Un cierto disgusto ante el hecho de ser humana, una comprensión del orgulloso desdén que los idiranos sentían hacia los de su especie, una reafirmación de que por lo menos las cosas eran su significado, y una fugaz inmersión probablemente equivocada y excesivamente benevolente en el carácter de un hombre al que nunca había visto y al que jamás conocería, un hombre separado de ella por casi toda uña galaxia y toda una moralidad.

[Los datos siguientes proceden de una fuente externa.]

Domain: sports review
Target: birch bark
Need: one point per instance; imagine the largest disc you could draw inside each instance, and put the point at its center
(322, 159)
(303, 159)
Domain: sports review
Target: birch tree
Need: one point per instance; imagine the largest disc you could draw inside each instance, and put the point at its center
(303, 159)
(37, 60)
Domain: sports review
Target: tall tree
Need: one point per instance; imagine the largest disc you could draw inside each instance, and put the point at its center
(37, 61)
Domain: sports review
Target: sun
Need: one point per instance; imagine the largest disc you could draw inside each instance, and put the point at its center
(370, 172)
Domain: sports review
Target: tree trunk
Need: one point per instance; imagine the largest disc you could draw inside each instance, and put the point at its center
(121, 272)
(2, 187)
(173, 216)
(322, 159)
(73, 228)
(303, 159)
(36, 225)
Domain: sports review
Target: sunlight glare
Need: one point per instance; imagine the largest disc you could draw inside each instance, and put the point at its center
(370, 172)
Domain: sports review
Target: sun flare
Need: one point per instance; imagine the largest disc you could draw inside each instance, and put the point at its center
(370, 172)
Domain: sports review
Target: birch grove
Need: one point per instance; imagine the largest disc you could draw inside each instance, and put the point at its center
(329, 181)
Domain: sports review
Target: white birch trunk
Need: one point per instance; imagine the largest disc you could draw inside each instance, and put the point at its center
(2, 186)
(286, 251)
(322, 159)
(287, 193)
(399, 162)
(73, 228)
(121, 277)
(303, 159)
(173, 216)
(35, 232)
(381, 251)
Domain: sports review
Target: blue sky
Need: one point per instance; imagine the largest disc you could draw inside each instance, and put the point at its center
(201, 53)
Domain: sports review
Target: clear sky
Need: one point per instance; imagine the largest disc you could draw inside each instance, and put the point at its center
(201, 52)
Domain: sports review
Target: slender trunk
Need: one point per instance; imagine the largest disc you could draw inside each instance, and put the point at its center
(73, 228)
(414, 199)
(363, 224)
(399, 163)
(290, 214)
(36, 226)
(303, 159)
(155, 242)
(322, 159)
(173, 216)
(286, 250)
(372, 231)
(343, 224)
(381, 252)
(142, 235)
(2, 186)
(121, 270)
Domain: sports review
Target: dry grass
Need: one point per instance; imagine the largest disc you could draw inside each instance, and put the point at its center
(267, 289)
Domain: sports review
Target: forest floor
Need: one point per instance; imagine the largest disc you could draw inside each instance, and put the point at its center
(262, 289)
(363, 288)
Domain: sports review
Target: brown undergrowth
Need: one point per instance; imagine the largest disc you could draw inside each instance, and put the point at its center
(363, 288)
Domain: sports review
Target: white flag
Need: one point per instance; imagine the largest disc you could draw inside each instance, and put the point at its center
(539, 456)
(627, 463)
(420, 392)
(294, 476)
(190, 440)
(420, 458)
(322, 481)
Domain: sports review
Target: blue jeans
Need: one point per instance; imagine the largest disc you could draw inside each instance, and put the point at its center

Fal volvería de su ascensión a la cima helada con las manos casi vacías.

Suspiró. El viento seguía soplando. Fal observó las nubes que se iban acumulando sobre la cordillera. Tendría que empezar a bajar ahora mismo, o de lo contrario acabaría atrapada en plena tormenta. Bajar con algún tipo de ayuda mecánica sería como hacer trampas, y si su estado físico empeoraba hasta el punto de obligarla a llamar un aerodeslizador para que la recogiera, Jase le daría una buena bronca.

Fal 'Ngeestra se puso en pie. El dolor de su pierna volvió a torturarla: señales enviadas desde su punto débil. Se quedó inmóvil durante unos segundos evaluando el estado de aquel hueso recién soldado, decidió que podría aguantar y empezó a descender hacia el mundo libre de hielo y nieve que había debajo de ella.